The Series 7 Ultra’s metal chassis meaures 0.7″ thick on the standard model and 0.74″ for the touchscreen variant, with respective system weights of 3.2 and 3.6 lbs. That might seem a little hefty, but these machines combine Radeon HD 8570M discrete graphics processors with either Core i5 or i7 CPUs; they’re not exactly short on horsepower. The Radeon GPU has 1GB of dedicated memory, and up to 16GB of RAM can be plugged into the system.
On the storage front, SSD capacities are available up to 256GB. A version of the machine with built-in LTE connectivity is also in the cards, although it looks like that option will be reserved for touchscreen models. Samsung estimates battery life at eight hours.
If you want a bigger display, the Series 7 Chronos offers a 15.6″ touchscreen with the same 1080p resolution as the Ultra. This larger model measures 0.8″ thick and tips the scales at 5.2 lbs, but its internals are even more potent than those of the ultrabook. The CPU is Intel’s quad-core Core i7-3635QM, a 45W chip with a 3.4GHz peak Turbo speed. AMD supplies the Radeon HD 8870M GPU, which comes with 2GB of its own memory.
Like the Series 7 Ultra, the Chronos can be configured with up to 16GB of system RAM. Samsung is shipping the system with Condusiv’s RAMaccelerator software, which promises up to a “150 percent increase in speed for browsing and running apps.” Sounds fishy to me, and I can’t help but wonder why Samsung didn’t go with a solid-state cache to complement the system’s mechanical hard drive. The claimed 11-hour battery life is a pleasant surprise, though.

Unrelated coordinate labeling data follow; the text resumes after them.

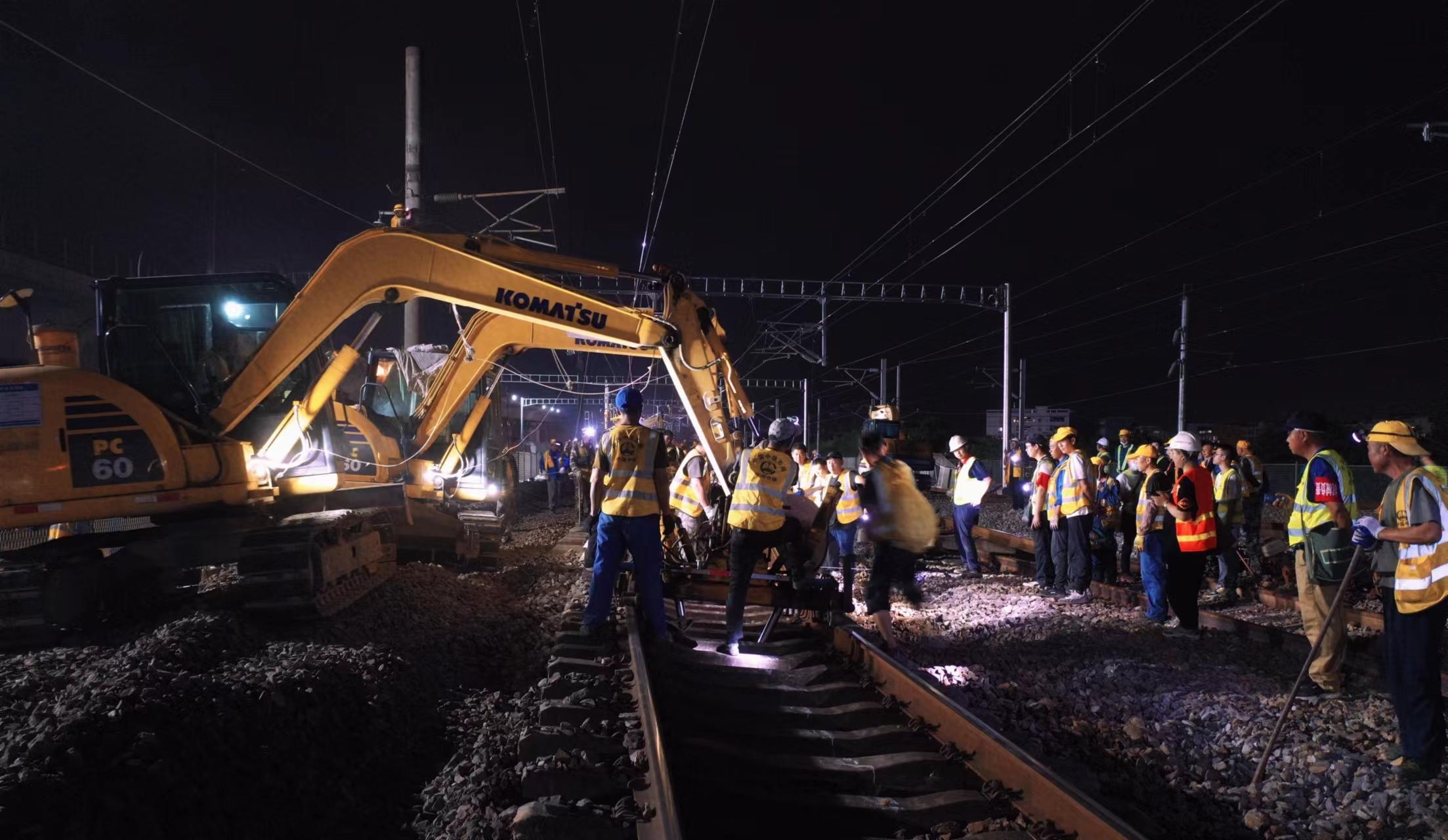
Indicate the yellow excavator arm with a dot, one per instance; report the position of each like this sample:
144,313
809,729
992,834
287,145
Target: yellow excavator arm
517,310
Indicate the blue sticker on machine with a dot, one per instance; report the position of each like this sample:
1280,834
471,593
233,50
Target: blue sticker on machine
19,404
103,458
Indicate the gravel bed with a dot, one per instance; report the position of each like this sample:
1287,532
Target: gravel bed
1164,730
203,723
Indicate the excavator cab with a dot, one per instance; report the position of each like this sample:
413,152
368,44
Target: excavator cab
916,453
180,339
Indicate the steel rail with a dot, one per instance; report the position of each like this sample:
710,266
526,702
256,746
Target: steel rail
1044,795
658,794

Both Series 7 systems sport backlit keyboards and large, clicky touchpads. The Chronos serves up an extra USB 3.0 port and a numpad, but that’s about it for extras. Unfortunately, Samsung’s press materials make no mention of whether either system uses an IPS panel. Our own Scott Wasson has seen both notebooks, and he says the screens look gorgeous even under the harsh lighting typical of trade-show settings. Fingers crossed.